I’ve written a plugin which retrieves an xml file, parses and creates a series of short posts from the content.
Although each post is very short (sometimes just a single sentence, never more than a few sentences), there are around 1000 posts to create from the file.
Using wp_insert_post takes enough time for this job to timeout giving a 500 status.
I also encounter similar problems when deactivating the plugin and trying to move the same content.
Are there any quicker ways of populating (or removing) posts?
You can access the database with an INSERT statement and add multiple rows at once.
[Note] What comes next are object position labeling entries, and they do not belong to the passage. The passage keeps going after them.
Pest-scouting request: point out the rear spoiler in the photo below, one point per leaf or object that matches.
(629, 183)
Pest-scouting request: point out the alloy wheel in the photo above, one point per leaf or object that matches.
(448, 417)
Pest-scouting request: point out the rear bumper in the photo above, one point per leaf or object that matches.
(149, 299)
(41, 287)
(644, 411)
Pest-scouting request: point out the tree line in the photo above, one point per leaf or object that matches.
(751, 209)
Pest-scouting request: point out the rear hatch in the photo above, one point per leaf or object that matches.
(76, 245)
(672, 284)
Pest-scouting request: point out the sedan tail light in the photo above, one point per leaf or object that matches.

Something like this pseudo-code:
INSERT INTO $wpdb->posts (
`post_author`,
`post_date`,
`post_date_gmt`,
`post_content`,
`post_title`,
`post_status`,
`post_name`,
`post_modified`,
`guid`,
`post_type`,
`post_mime_type`
)
VALUES
( $user_id, $current_date,$current_date_gmt, $content1 ),
( $user_id, $current_date,$current_date_gmt, $content2 ),
( $user_id, $current_date,$current_date_gmt, $content3 )
;
Make sure to fill all the values that are set to NOT NULL
and have no default
value in the post table schema.
From wp-admin/includes/schema.php
:
CREATE TABLE $wpdb->posts (
ID bigint(20) unsigned NOT NULL auto_increment,
post_author bigint(20) unsigned NOT NULL default '0',
post_date datetime NOT NULL default '0000-00-00 00:00:00',
post_date_gmt datetime NOT NULL default '0000-00-00 00:00:00',
post_content longtext NOT NULL,
post_title text NOT NULL,
post_excerpt text NOT NULL,
post_status varchar(20) NOT NULL default 'publish',
comment_status varchar(20) NOT NULL default 'open',
ping_status varchar(20) NOT NULL default 'open',
post_password varchar(20) NOT NULL default '',
post_name varchar(200) NOT NULL default '',
to_ping text NOT NULL,
pinged text NOT NULL,
post_modified datetime NOT NULL default '0000-00-00 00:00:00',
post_modified_gmt datetime NOT NULL default '0000-00-00 00:00:00',
post_content_filtered longtext NOT NULL,
post_parent bigint(20) unsigned NOT NULL default '0',
guid varchar(255) NOT NULL default '',
menu_order int(11) NOT NULL default '0',
post_type varchar(20) NOT NULL default 'post',
post_mime_type varchar(100) NOT NULL default '',
comment_count bigint(20) NOT NULL default '0',
PRIMARY KEY (ID),
KEY post_name (post_name),
KEY type_status_date (post_type,post_status,post_date,ID),
KEY post_parent (post_parent),
KEY post_author (post_author)
) $charset_collate;\n";
Also, regular posts need a default category. Not sure what happens if you omit that.